Le mobilier ant-SDF porte bien son nom. Une partie des membres du Conseil de Paris veut y mettre fin. Enfin ?

 

Samedi dernier, il est bientôt 9 heures. J’attends l’ouverture d’un cabinet médical où j’ai rendez-vous. Je m’adosse contre un piquet entre la route et le trottoir, profitant du calme et des rayons du soleil en cette froide matinée.

 

Devant moi, je remarque une étrange installation : quatre grosses boules de cristal noir installées devant la vitre d’un grand batiment. Sur les rebords des fenêtres, une large vitre a été installée, comme si on voulait empêcher quelqu’un de tomber. Sauf qu’on est au rez-de-chaussée et que les risques de chute sont inexistants.

 

Ce mobilier dit urbain est loin d’être exceptionnel. En ouvrant les yeux et en sachant où regarder, on ne peut plus y échapper : ces piquets, plots, faux cactus, barrières, sont installées devant des vitrines ou des copropriétés et n’ont aucune valeur esthétique mais bien une utilité aux yeux de celles et ceux qui les ont installés. Empêcher quiconque de s’approcher, de s’installer, de trouver un refuge le temps d’une journée, d’une averse ou d’une nuit. Ces repousses misères ont même un nom on ne peut plus clair : « anti-SDF ».

 

« Ces dispositifs anti-SDF sont apparus il y a une dizaine d’années dans le métro, quand les bancs ont été remplacés par des sièges individuels », expliquaient Arnaud Elfort et Guillaume Schaller, plasticiens et membres du collectif The Survival Group, au Parisien en 2009. Mais selon ceux qui collectent ces espaces sur une page web en vue de les dénoncer, « personne n’assume d’installer des piques contre les SDF. Les gens disent par exemple que c’est pour la décoration ».

 

DES POLITIQUES INSIDIEUSES QUE DÉNONCENT LES ASSOCIATIONS

 

Depuis plus de dix ans, le phénomène n’a pas vraiment été atténué. Après les bancs des quais du métro, les porches des immeubles ou les rues commerçantes, l’espace public a lui aussi accueilli son lot de mobiliers urbains anti-SDF. Les bancs ne sont plus que des sortes de chaises inconfortables, ou des planches inclinées.

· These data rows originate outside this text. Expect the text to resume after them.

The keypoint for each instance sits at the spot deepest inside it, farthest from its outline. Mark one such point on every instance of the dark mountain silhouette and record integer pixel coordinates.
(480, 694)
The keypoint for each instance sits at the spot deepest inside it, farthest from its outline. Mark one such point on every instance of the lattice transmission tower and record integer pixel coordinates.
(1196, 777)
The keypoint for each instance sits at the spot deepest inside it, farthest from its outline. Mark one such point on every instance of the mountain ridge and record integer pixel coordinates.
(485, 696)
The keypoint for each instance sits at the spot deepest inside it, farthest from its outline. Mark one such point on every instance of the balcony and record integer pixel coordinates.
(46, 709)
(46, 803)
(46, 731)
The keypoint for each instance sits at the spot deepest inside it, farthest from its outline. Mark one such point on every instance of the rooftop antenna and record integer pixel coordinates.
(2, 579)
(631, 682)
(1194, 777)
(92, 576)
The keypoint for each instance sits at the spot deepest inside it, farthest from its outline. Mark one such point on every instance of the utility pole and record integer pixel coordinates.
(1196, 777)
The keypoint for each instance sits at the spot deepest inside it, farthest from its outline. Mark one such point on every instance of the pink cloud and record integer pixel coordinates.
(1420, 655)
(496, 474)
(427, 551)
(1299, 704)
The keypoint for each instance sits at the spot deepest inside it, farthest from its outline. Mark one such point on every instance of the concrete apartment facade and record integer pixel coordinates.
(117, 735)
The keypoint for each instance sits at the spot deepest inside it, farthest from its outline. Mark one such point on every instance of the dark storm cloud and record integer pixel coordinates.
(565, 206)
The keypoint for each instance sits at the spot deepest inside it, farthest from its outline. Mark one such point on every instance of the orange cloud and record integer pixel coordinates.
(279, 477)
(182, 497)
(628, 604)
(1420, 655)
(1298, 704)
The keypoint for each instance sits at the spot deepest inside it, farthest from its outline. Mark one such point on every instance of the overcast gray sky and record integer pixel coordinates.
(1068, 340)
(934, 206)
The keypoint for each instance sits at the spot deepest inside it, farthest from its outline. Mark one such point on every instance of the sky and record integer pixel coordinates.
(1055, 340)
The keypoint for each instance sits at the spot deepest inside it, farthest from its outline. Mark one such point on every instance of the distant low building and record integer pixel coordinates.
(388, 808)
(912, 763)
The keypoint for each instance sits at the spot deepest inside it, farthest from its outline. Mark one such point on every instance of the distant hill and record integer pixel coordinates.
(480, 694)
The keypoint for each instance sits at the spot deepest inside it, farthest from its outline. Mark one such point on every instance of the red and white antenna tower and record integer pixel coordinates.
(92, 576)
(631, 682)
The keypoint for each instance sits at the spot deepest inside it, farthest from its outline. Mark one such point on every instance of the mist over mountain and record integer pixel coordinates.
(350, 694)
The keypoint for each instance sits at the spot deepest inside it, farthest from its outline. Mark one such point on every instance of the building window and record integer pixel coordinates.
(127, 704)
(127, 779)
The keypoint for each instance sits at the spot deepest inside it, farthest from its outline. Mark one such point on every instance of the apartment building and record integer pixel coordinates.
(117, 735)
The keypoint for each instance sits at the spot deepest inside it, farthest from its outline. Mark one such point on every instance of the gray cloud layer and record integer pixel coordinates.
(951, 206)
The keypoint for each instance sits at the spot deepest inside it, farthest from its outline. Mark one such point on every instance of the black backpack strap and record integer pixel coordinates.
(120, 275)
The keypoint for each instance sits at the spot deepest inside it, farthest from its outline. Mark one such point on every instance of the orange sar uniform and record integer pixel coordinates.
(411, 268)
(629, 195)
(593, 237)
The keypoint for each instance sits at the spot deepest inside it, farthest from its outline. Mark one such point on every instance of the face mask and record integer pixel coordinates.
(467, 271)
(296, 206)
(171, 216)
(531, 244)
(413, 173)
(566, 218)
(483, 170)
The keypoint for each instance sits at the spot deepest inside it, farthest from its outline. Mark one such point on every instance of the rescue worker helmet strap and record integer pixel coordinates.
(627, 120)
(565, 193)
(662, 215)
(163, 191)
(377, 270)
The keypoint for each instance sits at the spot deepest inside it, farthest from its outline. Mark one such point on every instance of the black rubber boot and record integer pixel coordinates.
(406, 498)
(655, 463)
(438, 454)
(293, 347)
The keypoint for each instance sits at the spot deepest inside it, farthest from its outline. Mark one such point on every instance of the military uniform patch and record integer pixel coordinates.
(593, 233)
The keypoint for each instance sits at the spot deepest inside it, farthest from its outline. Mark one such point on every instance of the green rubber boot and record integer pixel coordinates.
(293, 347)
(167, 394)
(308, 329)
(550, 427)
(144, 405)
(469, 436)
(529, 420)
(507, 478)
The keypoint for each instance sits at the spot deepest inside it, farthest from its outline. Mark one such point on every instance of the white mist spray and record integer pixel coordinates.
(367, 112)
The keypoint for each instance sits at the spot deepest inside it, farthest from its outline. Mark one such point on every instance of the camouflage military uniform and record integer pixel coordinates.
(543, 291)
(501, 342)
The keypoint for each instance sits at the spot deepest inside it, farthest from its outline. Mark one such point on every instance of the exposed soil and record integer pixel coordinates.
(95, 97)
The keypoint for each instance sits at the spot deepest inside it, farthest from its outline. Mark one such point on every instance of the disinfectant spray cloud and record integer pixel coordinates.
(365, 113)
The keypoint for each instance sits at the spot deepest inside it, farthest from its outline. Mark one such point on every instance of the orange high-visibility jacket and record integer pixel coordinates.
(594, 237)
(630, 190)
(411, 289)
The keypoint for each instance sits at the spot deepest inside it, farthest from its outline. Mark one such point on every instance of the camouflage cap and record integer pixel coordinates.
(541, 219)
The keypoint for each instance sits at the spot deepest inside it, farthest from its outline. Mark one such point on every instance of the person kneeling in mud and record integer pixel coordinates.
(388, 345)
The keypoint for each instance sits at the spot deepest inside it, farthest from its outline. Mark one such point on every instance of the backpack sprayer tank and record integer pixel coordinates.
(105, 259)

La logique reste la même : repousser les plus précaires et les plus fragiles, de la même manière que des personnes exilées ont été repoussées en dehors de la capitale lors de l’action menée place de la République à Paris, par l’association Utopia56.

 

« Souvent les municipalités font semblant de réaménager les bancs et engagent des travaux autour pour en éloigner les SDF. Mais ce sont des politiques insidieuses, qui ne disent pas leurs noms », analysait de son côté le géographe Philippe Gargov, fondateur d’un cabinet de conseil en prospective urbaine, pour Libération.
Ces méthodes exaspèrent tellement les associations que la Fondation Abbé-Pierre a lancé en décembre 2017 une campagne de sensibilisation via la plateforme Soyons Humains pour « dénoncer la façon inhumaine et indigne avec laquelle sont traitées dans notre pays, les personnes sans domicile fixe et plus généralement les grands précaires » et recenser sur une carte ce type de mobilier urbain. Depuis 2019, la fondation organise ses « Pics d’Or », afin de récompenser, de façon ironique, les pires installations. La dernière cérémonie s’est tenue en mars dernier et le palmarès peut être consulté ici. Attention aux yeux !

 

LE CONSEIL DE PARIS RÉAFFIRME SON ENGAGEMENT

 

Alors que la crise actuelle complique de plus en plus la vie des personnes sans-abri et SDF, le Conseil de Paris s’est réuni les 17 et 18 novembre dernier pour traiter de la question du mobilier anti-SDF et le vœu du groupe écologiste d’interdire tout simplement ce mobilier dans l’espace public parisien.

 

Après différents rappels des engagements déjà pris par le passé, le Conseil a émi le vœu que la Ville de Paris « poursuivre le travail d’identification des dispositifs anti-SDF présents sur l’espace public […] et veille à ce que les futurs mobiliers urbains soient conformes à la déclaration des droits des personnes sans-abris ». Par ailleurs, le Conseil a assuré qu’après « identification des enseignes et/ou co-propriétés qui ont installé ces dispositifs anti-SDF dans un espace privé, que des actions incitatives de la ville soient réalisées pour remplacer des aménagements anti-SDF sur l’espace privé donnant sur l’espace public. » Sur Twitter, Léa Filoche, adjointe à la Maire de Paris, Solidarités et Affaires Sociales, s’est félicitée de cet engagement.

 

Mais si la Ville de Paris est en mesure d’agir sur tous les bancs publics et autres dispositifs dont elle a la responsabilité, on se rend cependant compte qu’elle a moins de capacité d’agir auprès des structures privées.

 

Alors en attendant des mesures plus concrètes et des résultats probants, nous pouvons toujours nous inspirer d’initiatives telles que celles portées par la Fondation Abbé-Pierre, le Survival Group ou encore le collectif bruxellois Design for Everyone qui hacke le mobilier anti-SDF pour dénoncer cette « discrimination invisible », peut-on lire dans Usbek & Rica.

 

Je laisserai le mot de la fin à Mathias Henry, architecte, auteur d’un mémoire sur la croissance du mobilier urbain dissuasif, cité par Usbek & Rica : « On ne peut pas avoir une ville qui promeut le bien-être, les jardins partagés, la vie de quartier, les cases à livres, et qui dans le même temps empêche certains comportements de personnes qui sont souvent les plus vulnérables. »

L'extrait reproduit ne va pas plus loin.